September 12, 2017
Logan Davel
Editor’s Note: Logan Davel is the vice president of the Peak Ambassadors to the Dean club on campus. Davel wrote this article as a guest column to The Scribe.
Within the first few months of our newly-founded club’s establishment, the LAS Peak Ambassadors have dedicated an enormous amount of volunteer hours towards the city Parks and Recreation program.
Most notably, the ambassadors spent the summer planting and maintaining a community garden in downtown Colorado Springs.
Through registration with the Colorado Springs program, Springs in Bloom, the club was able to adopt a plot in the heart of the city. Located at the East location in front of the Pioneers Museum at the corner of Vermijo and Nevada, the garden can be recognized by its vibrant array of flowers and its stone centerpiece.
Founded in 2004 by councilman Jerry Heimlicher, the Springs in Bloom program aimed to involve citizens in the establishment and upkeep of various flower plots throughout the city. Since that time, members have maintained these plots jointly with the city in the spirit of community improvement.
Not only are the flowers, design arrangement and watering services provided by the city, but citizens have agreed to weed and otherwise maintain the plots themselves with provided training from horticulturalists.

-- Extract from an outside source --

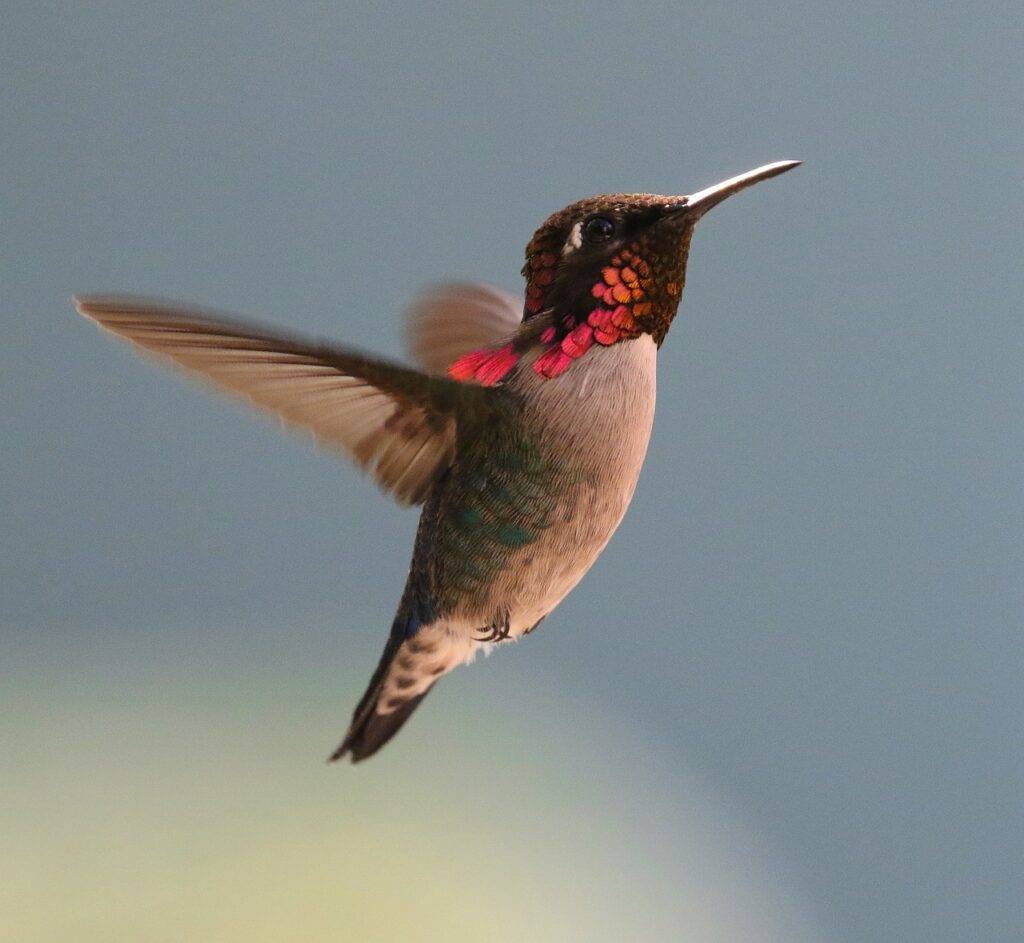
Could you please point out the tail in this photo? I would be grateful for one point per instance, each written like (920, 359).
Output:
(384, 706)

The program also relies on flowers grown locally through the Parks and Recreation greenhouse, a city-funded source of flowers which has greatly impacted the colorful nature of our city.

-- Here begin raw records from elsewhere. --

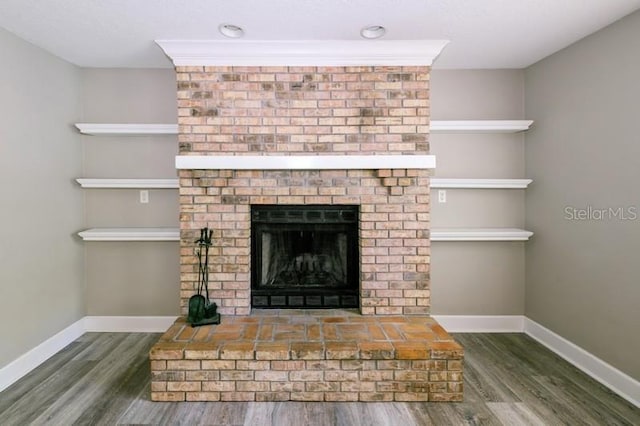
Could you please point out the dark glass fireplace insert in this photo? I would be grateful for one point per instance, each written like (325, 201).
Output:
(304, 256)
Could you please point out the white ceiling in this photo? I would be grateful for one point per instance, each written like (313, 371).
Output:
(483, 33)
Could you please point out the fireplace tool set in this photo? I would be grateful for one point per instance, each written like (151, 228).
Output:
(202, 311)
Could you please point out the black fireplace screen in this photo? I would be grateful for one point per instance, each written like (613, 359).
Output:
(304, 256)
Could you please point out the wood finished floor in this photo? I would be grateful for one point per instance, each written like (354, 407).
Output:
(103, 379)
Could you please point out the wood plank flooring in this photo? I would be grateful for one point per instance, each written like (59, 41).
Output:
(103, 379)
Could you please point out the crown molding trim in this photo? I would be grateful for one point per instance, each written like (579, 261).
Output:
(302, 52)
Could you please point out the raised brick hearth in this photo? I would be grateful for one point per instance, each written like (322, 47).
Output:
(308, 355)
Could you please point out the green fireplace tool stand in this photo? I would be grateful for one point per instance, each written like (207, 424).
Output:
(202, 311)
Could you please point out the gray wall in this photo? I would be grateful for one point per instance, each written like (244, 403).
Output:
(582, 278)
(130, 278)
(41, 264)
(478, 278)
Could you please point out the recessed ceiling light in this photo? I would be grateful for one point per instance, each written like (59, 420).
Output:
(231, 31)
(373, 31)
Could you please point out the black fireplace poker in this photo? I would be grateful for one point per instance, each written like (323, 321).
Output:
(202, 310)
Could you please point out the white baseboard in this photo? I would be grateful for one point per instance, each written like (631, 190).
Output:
(481, 323)
(616, 380)
(622, 384)
(18, 368)
(21, 366)
(107, 324)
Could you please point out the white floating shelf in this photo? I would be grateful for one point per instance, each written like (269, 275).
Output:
(127, 129)
(304, 162)
(480, 183)
(480, 126)
(479, 234)
(129, 183)
(131, 234)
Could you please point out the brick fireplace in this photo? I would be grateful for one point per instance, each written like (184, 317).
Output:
(350, 139)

Once the plot design and flower colors were approved by the city through their plot adoption program, a team of LAS Peak Ambassadors volunteered multiple days to arrange over 200 annual flowers including marigolds, geraniums, petunias and coleus pineapple surprise.

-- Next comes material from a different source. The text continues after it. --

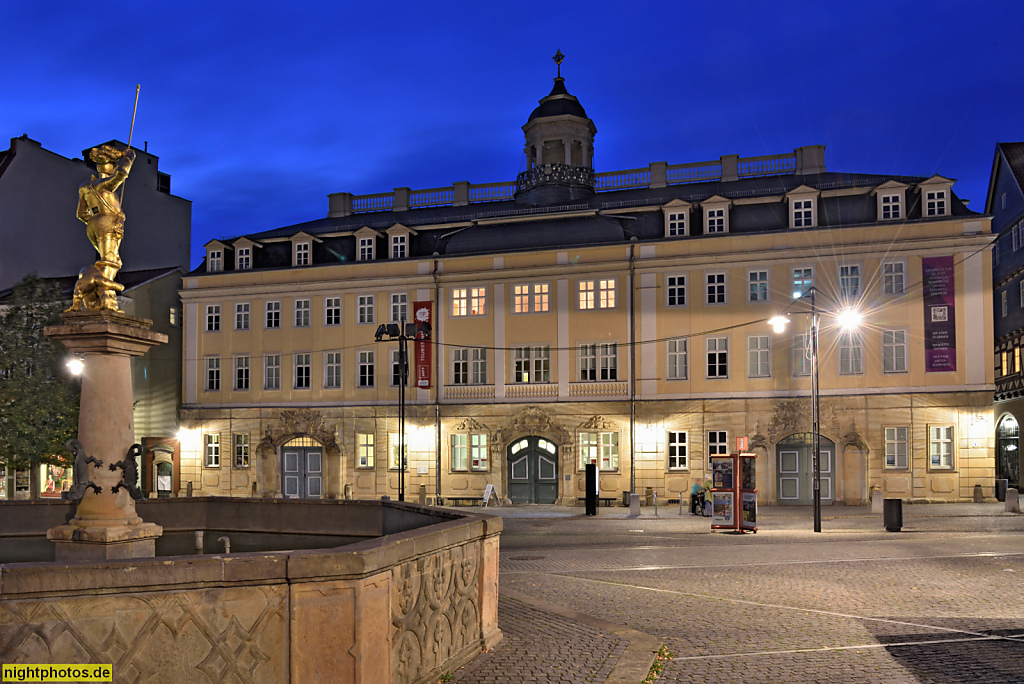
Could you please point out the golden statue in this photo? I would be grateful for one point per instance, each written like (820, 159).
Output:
(99, 209)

While the original goal was to make our city a more colorful and beautiful place, we found that a small community was created in the process. Pedestrians and their children, the homeless, and other circumstantial individuals quickly came together to help our team with the planting and gardening.
It was the colorful community, not the act, that made the long days of planting worthwhile.
The goal of introducing this community service project to the club was to exemplify the positive change that the LAS Peak Ambassadors aim to create within and out of their own college.
To begin with, the plot they were given had weeds, litter and lots of dirt—an obvious eye-sore. However, after several days of landscaping and planting the design they were given, the small area was turned into something beautiful.
This sort of community outreach is only a single part of the enormous plan which the LAS Peak Ambassadors have for our college and community.
If you haven’t yet seen the garden, you still have a chance. But you should know that the plot will be raked and rototilled in late October in anticipation for the winter months.
Don’t miss out on seeing how these students have represented the College of Letters, Arts and Sciences, and spread the word on the community outreach programs that are soon to follow over the course of the school year.